In the second quarter, the company posted a net loss of $177.5 million, but simultaneously secured the largest-ever single institutional equity raise in the quantum industry, lifting its pro forma cash position to $1.6 billion. Management emphasized that this capital will underpin the expansion of its quantum computing and networking roadmap, including the acquisitions of Lightsynq and Capella and the proposed $1.075 billion purchase of Oxford Ionics, aimed at scaling to 800 logical qubits by 2027. IonQ’s commercial highlights included a $22 million EPB deal to build America’s first commercial quantum hub and new partnerships across Japan, South Korea, Sweden, and Australia.
Technically, this Zacks Rank #3 (Hold) stock showcased 20x speed-up in quantum-accelerated drug development with AstraZeneca, AWS and NVIDIA NVDA and advanced work with Oak Ridge National Laboratory on power grid optimization.
D-Wave also reported steep second-quarter losses, with a net loss of $167 million, heavily influenced by non-cash warrant revaluation charges. Yet its financial story was dominated by a successful fundraising round that added more than $500 million in equity, including $400 million gross proceeds from the fourth At-the-Market (ATM) equity program, boosting its cash balance to $819 million. These funds are intended to be used for acquisitions, accelerating R&D toward its 100,000-qubit roadmap and enhancing cryogenic packaging and error suppression.
Alongside the financing, D-Wave highlighted continued traction in annealing-based quantum solutions and recurring government contracts, highlighting its positioning as the only provider with a “production-ready” quantum system today. QBTS carries a Zacks Rank #3 now. You can see the complete list of today’s Zacks #1 Rank (Strong Buy) stocks here.
Rigetti’s second-quarter performance also revealed the contrast between technological progress and deepening losses. The company introduced Cepheus-1-36Q, the industry’s largest multi-chip quantum computer, achieving record improvements in error rates. Yet, revenues fell to just $1.8 million, weighed down by the expiration of U.S. National Quantum Initiative funding and weaker gross margins. The company incurred $39.7 million in net loss, including significant non-cash charges from warrant and earn-out liabilities. Despite these setbacks, Rigetti bolstered its balance sheet with a $350 million equity raise, closing the quarter with $571.6 million in cash and no debt.

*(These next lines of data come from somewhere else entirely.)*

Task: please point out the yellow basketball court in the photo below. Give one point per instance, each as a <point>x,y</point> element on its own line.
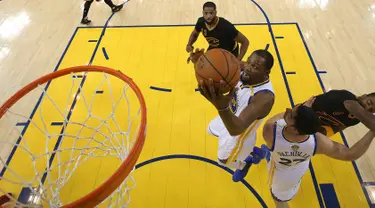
<point>177,166</point>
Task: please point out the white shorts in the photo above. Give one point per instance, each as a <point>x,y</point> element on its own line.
<point>232,148</point>
<point>285,182</point>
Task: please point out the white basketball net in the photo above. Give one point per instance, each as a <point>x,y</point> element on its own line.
<point>67,151</point>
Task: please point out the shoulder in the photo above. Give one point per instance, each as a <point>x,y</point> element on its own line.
<point>265,95</point>
<point>200,20</point>
<point>224,21</point>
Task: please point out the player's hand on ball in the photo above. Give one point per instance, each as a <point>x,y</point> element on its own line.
<point>189,48</point>
<point>216,95</point>
<point>242,65</point>
<point>194,56</point>
<point>310,102</point>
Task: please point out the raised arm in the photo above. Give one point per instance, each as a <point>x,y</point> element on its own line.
<point>240,38</point>
<point>367,118</point>
<point>259,106</point>
<point>341,152</point>
<point>268,129</point>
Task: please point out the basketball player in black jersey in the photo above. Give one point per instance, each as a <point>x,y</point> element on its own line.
<point>339,109</point>
<point>87,6</point>
<point>219,33</point>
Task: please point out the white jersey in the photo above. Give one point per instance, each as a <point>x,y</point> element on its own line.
<point>238,147</point>
<point>243,96</point>
<point>291,155</point>
<point>289,162</point>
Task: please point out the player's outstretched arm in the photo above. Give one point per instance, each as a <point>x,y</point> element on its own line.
<point>244,45</point>
<point>268,129</point>
<point>367,118</point>
<point>192,38</point>
<point>341,152</point>
<point>259,106</point>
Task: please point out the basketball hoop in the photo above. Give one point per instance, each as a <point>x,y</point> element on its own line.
<point>95,126</point>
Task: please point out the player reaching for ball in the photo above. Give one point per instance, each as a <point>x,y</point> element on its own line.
<point>240,112</point>
<point>219,33</point>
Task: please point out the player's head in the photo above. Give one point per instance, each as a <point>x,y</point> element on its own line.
<point>302,120</point>
<point>368,102</point>
<point>258,66</point>
<point>209,12</point>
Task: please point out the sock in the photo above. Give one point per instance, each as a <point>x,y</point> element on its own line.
<point>109,3</point>
<point>86,9</point>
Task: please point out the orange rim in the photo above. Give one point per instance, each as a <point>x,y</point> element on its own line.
<point>103,191</point>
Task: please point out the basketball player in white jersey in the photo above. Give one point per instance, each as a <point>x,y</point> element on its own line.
<point>241,112</point>
<point>292,142</point>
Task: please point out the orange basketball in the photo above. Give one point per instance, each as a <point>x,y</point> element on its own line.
<point>218,64</point>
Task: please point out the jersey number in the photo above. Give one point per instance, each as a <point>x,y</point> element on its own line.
<point>288,162</point>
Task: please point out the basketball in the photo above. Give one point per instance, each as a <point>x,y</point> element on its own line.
<point>218,64</point>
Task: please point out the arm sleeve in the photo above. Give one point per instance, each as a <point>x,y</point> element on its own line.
<point>231,30</point>
<point>199,24</point>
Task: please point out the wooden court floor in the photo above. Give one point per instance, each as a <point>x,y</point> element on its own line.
<point>177,166</point>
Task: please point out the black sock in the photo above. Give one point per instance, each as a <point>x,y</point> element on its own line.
<point>86,9</point>
<point>109,3</point>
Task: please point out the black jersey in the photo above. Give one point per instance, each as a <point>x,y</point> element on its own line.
<point>219,35</point>
<point>331,109</point>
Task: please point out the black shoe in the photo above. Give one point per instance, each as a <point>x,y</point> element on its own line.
<point>85,21</point>
<point>117,8</point>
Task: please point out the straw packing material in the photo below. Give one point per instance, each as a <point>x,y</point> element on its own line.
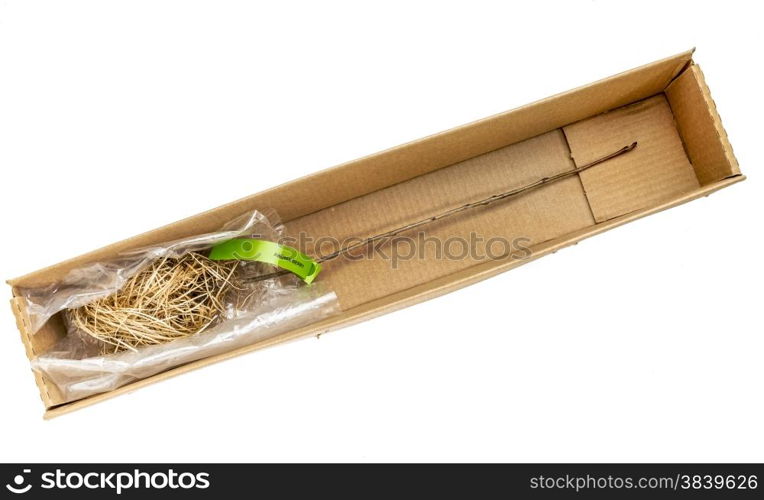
<point>170,299</point>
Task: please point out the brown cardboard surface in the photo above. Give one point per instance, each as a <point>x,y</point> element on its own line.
<point>655,172</point>
<point>701,128</point>
<point>404,298</point>
<point>425,177</point>
<point>538,216</point>
<point>366,175</point>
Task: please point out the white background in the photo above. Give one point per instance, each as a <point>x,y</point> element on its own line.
<point>641,344</point>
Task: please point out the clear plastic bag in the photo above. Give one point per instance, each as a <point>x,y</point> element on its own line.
<point>80,366</point>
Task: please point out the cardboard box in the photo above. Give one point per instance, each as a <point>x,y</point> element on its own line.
<point>665,106</point>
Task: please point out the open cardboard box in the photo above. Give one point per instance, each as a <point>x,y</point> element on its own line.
<point>682,154</point>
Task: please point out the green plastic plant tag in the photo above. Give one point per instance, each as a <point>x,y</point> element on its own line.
<point>269,252</point>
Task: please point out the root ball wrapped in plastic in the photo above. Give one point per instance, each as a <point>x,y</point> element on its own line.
<point>155,308</point>
<point>171,299</point>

RGTI management emphasized that this liquidity provides critical runway for continued R&D, strategic partnerships and scaling toward its 100+ qubit roadmap, even as profitability remains distant. The stock also carries a Zacks Rank #3.
QUBT’s second-quarter results highlighted the company’s early-stage nature, with revenues of just $61,000 against a steep net loss of $36.5 million, largely due to a non-cash warrant liability adjustment. Despite this widening loss profile, QUBT bolstered its balance sheet through a $200 million financing round, lifting its cash reserves to $349 million by quarter-end. This underscores the company’s reliance on external capital to sustain operations and fund growth initiatives.

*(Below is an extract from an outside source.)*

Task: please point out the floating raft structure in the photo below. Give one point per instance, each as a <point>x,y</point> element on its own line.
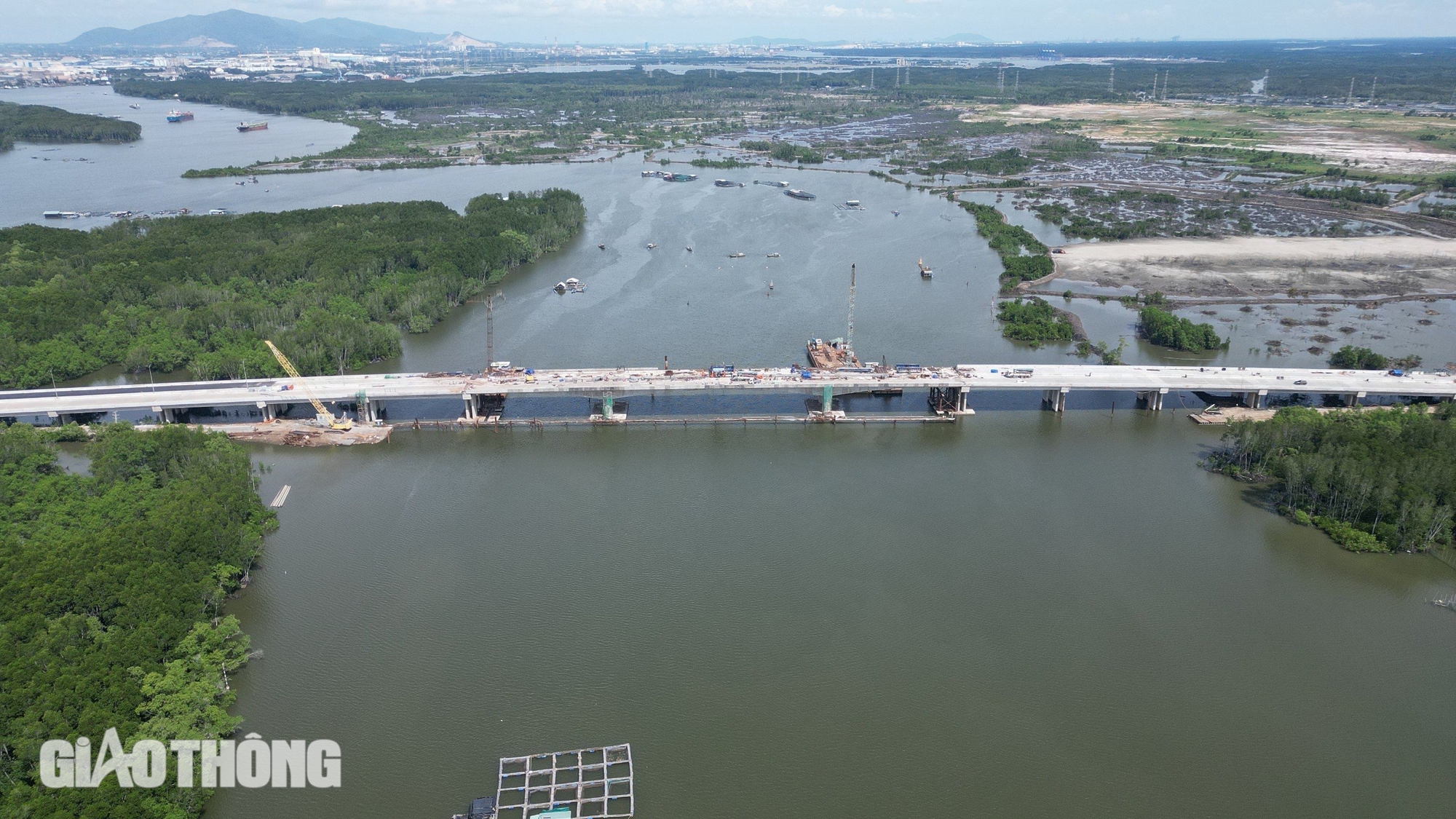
<point>569,784</point>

Quantum Computing management is channeling these resources into advancing its quantum-photonic machines, scaling its newly operational Arizona chip foundry and expanding commercial adoption across research, enterprise and government sectors. The company, with a Zacks Rank #3, is projected to report a loss of 17 cents per share in 2025, 77% narrower than the year-ago period’s net loss per share.
Despite ongoing losses, IonQ, D-Wave, Rigetti and QUBT are steadily raising capital, forging partnerships, and advancing quantum roadmaps, moving the sector from hype to real infrastructure. Fresh funding fuels acquisitions and supports global expansion. For long-term investors, today’s volatility may be the entry point to tomorrow’s industry leaders, as quantum evolves from experimental science into a core pillar of the digital economy.